Em anos recentes, quando mudei para o escritório, e não tinha som, pesquisei mais sobre e localizei, dessa vez, rádios de verdade, na internet. A AccuRadio foi a primeira e mais óbvia, mas, nem por isso, desinteressante. Dividia as estações por estilo e podia ser tão específica quanto se quisesse. Entrei numa opção da década de 90 e tomei contato com velharias que, há séculos, não passavam pelo dial do meu carro. Graças à AccuRadio, fui conhecer, por exemplo, bandas como Travis, Weezer e até The Strokes, de quem eu ouvia muito falar mas que passaram quase em branco, nos últimos tempos, pela maioria dos programadores de FM. Ou seja: não é que eu estava sendo extremamente exigente quanto à safra de novos talentos em Freqüência Modulada, mas é que, em matéria de novidade, nem o mainstream mais eles tocavam.

Para outras webradios e para, inclusive, as rádios nos sites das gravadoras, como a da Tratore, foi um pulo. Voltei, então, para a Rádio UOL e, modificada, ela me mostrou que eu poderia agora escutar um álbum inteiro de um artista sem precisar comprar (com um do Brad Mehldau). Era melhor do que as jukeboxes ou os headphones de lojas como a Cultura, a Siciliano e a Fnac, das quais eu era assíduo freqüentador, antes de adquirir qualquer item musical. Naquela época, topei, no site do New Musical Express, com o novo disco do U2, que era segredo de estado, completo, inteiramente disponível - incluindo a faixa inédita não lançada no Brasil.

Enfim, nós ainda não paramos para medir as conseqüências disso a médio e longo prazo, mas é tentador dizer que é o começo do fim das rádios antigas. Você sintoniza qualquer estação no seu carro e, por mais variada que ela seja, nunca vai te oferecer um leque de opções como a Live365, por exemplo. São rádios inteiras, montadas por pessoas como eu e você, com a vantagem de se poder parar, avançar, retroceder, obter informações, comprar o disco, etc. Eu sei que a maior parte das pessoas não tem paciência ou simplesmente não se interessa em buscar o "novo", como eu, mas, mesmo para essas, existem pacotes prontos, formatados, em que só se deve clicar e que são, no mínimo, mais estimulantes do que qualquer programador médio de FM.

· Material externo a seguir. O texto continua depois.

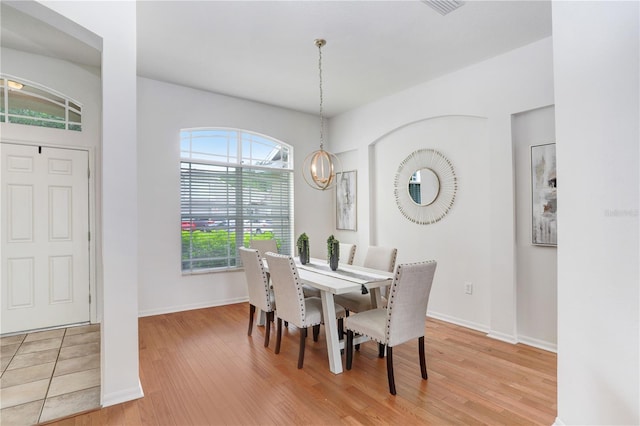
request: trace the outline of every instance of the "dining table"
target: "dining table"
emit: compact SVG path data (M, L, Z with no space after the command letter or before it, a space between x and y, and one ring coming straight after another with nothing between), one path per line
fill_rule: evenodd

O problema das rádios comerciais é praticamente o mesmo das grandes gravadoras e, por extensão, da mídia dita de massa (ou wannabe): com a fragmentação, o maior número de opções, a audiência cai ou fica fracionada, então, dentro desse modelo ultrapassado, só lhes resta o tiro certeiro, o investimento nos nomes mais manjados (de retorno certo ou menos incerto), na trilha sonora mais batida, nos hits, de preferência, envelhecidos e desgastados. Traduzindo: o cast diminui, restando apenas os monstros sagrados, cujas canções se deve repetir ad nauseam, como um mantra, ano a ano - relançando-as em formatos alternativos ma non troppo, como o acústico, o eletrônico, o sampleado, o regravado, o "em dueto", o "de bar". Algumas vezes, soa como a descoberta da América, mas, na maioria dos casos, é apenas a mesma droga (reembalada).

Se eu e você olharmos para essas estações, do sistemão, vamos concluir que elas estão roendo a própria corda e que, em algum momento, alguém vai se encher dessa história - como muita gente já vem se enchendo do mass media. À maneira de um disco arranhado, o establishment midiático repete as mesmas fórmulas e permanece impenetrável ao que acontece lá fora - porque tem medo de ceder territórios e porque, afinal de contas, vem fazendo isso há anos.

Eu me entristeço porque, conforme visto, tenho boas recordações de quando as rádios eram mais inteligentes e mais interessantes (ou nem tanto assim, mas tentavam). É apenas uma questão de tempo para a internet chegar até o aparelho de som do carro e as webradios estenderem a gama de possibilidades até o infinito - esmagando as estações convencionais. Tenho, naturalmente, pena dos profissionais de rádio que fizeram a minha cabeça - mas se eles estiverem minimamente antenados, procurarão diversificar o seu portfolio, porque o velho modelo está com os dias contados e porque, daqui a pouco - se não se atualizarem -, permanecerão como mais uma relação de nomes, numa crônica aparentemente nostálgica, com esta de agora.